[LLVMdev] Proposal for atomic and synchronization instructions

Tue Jul 10 03:48:20 PDT 2007

On Monday 09 July 2007 23:26, Chandler Carruth wrote:
> I was trying to keep the set of operations as small as possible.
> Supporting all of the bitwise operations on the x86 architecture would
> be very difficult due to their number. (BTS, BTR, BTC...) Several of
> these also have no easy emulation available for other architectures.
> (Imagine doing an atomic test and set of a single bit, without
> affecting the rest of the bits, on SPARC..) Others do not fit well
> into the SSA representation of LLVM. This is particularly true of the
> non-exchanging operations on x86. Because x86 can work directly with
> memory, avoiding loads and stores, many locked operations are
> practical there without saving out the old value as part of the atomic
> instruction. Representing this in an SSA fashion would be very
> difficult I think, especially when trying to maintain atomicity across
> the entire LLVM instruction which isn't necessarily implementable as a
> single instruction on x86.

atomic_ops has code for more operations, you can probably find useful 
information there...

>
> All the same, if there is a demand for these bitwise operations, I am
> more than willing to try and work up ways to include them. Do other
> people have ideas for implementing them cleanly, and/or ideas about
> the demand for them over using "cas" to achieve the functionality?

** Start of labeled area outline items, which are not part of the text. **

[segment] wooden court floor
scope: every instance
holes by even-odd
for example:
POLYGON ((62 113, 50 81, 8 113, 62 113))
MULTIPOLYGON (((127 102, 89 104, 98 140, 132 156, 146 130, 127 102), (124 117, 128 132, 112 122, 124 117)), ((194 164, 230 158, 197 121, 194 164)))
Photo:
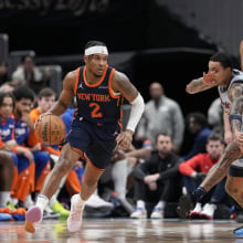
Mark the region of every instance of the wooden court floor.
POLYGON ((80 243, 80 242, 182 242, 243 243, 235 239, 234 221, 177 221, 131 219, 84 219, 82 230, 68 233, 65 221, 43 221, 36 232, 24 232, 23 222, 1 222, 0 243, 80 243))

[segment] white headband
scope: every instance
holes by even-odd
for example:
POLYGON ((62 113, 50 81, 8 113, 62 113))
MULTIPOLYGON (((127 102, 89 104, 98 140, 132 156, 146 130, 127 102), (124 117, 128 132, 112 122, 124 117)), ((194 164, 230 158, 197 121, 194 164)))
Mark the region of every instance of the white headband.
POLYGON ((103 45, 96 45, 85 49, 84 51, 85 55, 92 55, 92 54, 105 54, 108 55, 108 50, 106 46, 103 45))

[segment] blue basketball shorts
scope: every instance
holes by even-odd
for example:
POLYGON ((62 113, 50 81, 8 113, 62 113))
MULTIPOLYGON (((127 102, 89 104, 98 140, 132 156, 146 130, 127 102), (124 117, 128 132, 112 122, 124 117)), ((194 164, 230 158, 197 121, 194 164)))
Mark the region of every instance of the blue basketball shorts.
POLYGON ((104 170, 110 162, 119 131, 118 124, 96 125, 84 119, 74 120, 64 144, 70 142, 81 157, 85 152, 95 168, 104 170))

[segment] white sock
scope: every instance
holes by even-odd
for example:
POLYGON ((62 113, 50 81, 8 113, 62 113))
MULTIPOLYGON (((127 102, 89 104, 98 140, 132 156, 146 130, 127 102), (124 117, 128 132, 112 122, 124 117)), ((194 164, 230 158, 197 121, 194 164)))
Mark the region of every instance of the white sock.
POLYGON ((159 201, 155 208, 161 208, 162 210, 165 209, 166 202, 165 201, 159 201))
POLYGON ((78 197, 75 197, 74 204, 75 204, 76 207, 82 207, 82 205, 85 204, 85 202, 86 202, 86 201, 81 198, 81 194, 78 194, 78 197))
POLYGON ((114 181, 115 191, 117 197, 120 199, 126 198, 126 186, 127 186, 127 160, 123 159, 116 161, 113 165, 112 178, 114 181))
POLYGON ((145 201, 138 200, 138 201, 137 201, 137 208, 145 209, 145 201))
POLYGON ((11 201, 10 191, 0 191, 0 205, 6 207, 11 201))
POLYGON ((49 199, 44 194, 39 194, 36 204, 39 208, 41 208, 42 212, 44 211, 44 208, 49 204, 49 199))

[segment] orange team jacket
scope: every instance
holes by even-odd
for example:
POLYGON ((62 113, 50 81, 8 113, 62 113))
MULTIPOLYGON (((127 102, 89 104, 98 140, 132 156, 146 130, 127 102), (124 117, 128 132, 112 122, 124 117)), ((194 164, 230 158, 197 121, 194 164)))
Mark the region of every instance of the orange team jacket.
MULTIPOLYGON (((41 115, 40 109, 39 108, 34 108, 30 112, 30 117, 33 120, 33 123, 35 123, 35 120, 38 119, 38 117, 41 115)), ((28 144, 30 146, 34 146, 38 142, 41 142, 35 133, 31 133, 28 139, 28 144)), ((60 156, 60 150, 55 150, 52 147, 46 147, 41 142, 42 149, 52 154, 52 155, 56 155, 60 156)), ((67 191, 71 193, 71 196, 73 196, 74 193, 78 193, 81 190, 81 183, 78 181, 77 175, 71 170, 66 177, 66 182, 65 182, 65 187, 67 189, 67 191)))
MULTIPOLYGON (((33 123, 35 123, 35 120, 38 119, 38 117, 41 115, 40 109, 39 108, 34 108, 30 112, 30 117, 33 120, 33 123)), ((30 134, 29 138, 28 138, 28 144, 29 146, 33 147, 35 146, 38 142, 41 142, 38 137, 36 134, 33 131, 30 134)), ((41 147, 43 150, 52 154, 52 155, 56 155, 60 156, 60 150, 55 150, 54 148, 52 148, 51 146, 44 146, 41 142, 41 147)))

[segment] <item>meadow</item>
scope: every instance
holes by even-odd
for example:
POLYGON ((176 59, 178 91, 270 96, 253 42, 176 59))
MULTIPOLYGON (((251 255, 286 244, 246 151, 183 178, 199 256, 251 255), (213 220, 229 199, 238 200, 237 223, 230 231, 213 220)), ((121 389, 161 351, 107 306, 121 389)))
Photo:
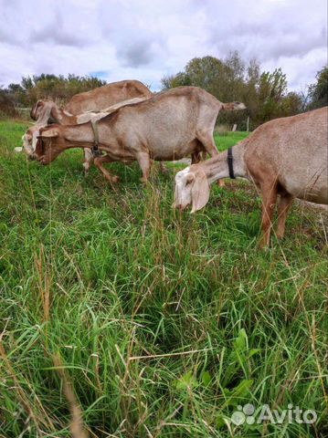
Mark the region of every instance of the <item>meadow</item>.
POLYGON ((16 153, 26 126, 0 122, 0 436, 328 436, 325 212, 295 203, 261 250, 250 183, 181 214, 178 166, 111 187, 80 151, 16 153), (233 423, 246 404, 317 419, 233 423))

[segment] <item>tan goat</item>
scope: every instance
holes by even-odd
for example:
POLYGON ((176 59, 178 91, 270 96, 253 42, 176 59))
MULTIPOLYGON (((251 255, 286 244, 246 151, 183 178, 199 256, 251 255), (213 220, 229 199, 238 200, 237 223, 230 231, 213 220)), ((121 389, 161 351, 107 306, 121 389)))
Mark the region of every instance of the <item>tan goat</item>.
POLYGON ((277 195, 277 235, 282 237, 294 198, 327 203, 327 120, 325 107, 269 121, 231 148, 229 153, 225 151, 177 172, 175 207, 184 209, 192 203, 194 213, 208 202, 213 182, 228 176, 247 178, 262 193, 261 245, 270 242, 277 195))
POLYGON ((99 149, 106 155, 95 165, 111 182, 118 178, 103 162, 138 161, 143 180, 149 178, 151 160, 174 161, 202 151, 217 155, 213 130, 221 110, 241 110, 239 102, 225 104, 196 87, 180 87, 134 105, 125 105, 97 123, 53 125, 40 130, 36 158, 48 164, 66 149, 90 148, 98 137, 99 149))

I think specialized instructions (e.g., inc/dec, or, TAS, ...) are less 
costly on some architectures, compared to a full CAS. And AFAIK, CAS often 
includes a full barrier (or equivalent constraints), whereas with the 
specialized operations, you can select the kind of ordering constraints 
that you really need.

>
> > 2) You need a strategy for handling architectures that can't handle
> > atomic operations on certain LLVM data types.  For example, 64 bit
> > machines can operate atomically on 64 bit operands, but some 32 bit
> > machines cannot.  I think you can fix this with spin locking, but you
> > need to be careful on how you do it.  I think in order to do it
> > correctly, you need a separate spinlock variable for each individual
> > instruction that requires a spinlock.
>
> Indeed, which is very dangerous with potential for deadlock, etc.
> After discussing this on IRC, I have adjusted the proposal to reflect
> the idea that the target implementation can reject any instructions
> with operands which they cannot effectively lower to an atomic
> operation. This makes the available types for the instruction
> architecture dependent, but when relying on the atomic architecture
> implementation, this seems part of the package.

I would rather see it provide blocking implementations. That's not good 
because it is nonblocking. Deadlock is an issue though if you are handling 
signals (otherwise, you're not getting more than one lock, so you should be 
okay).

torvald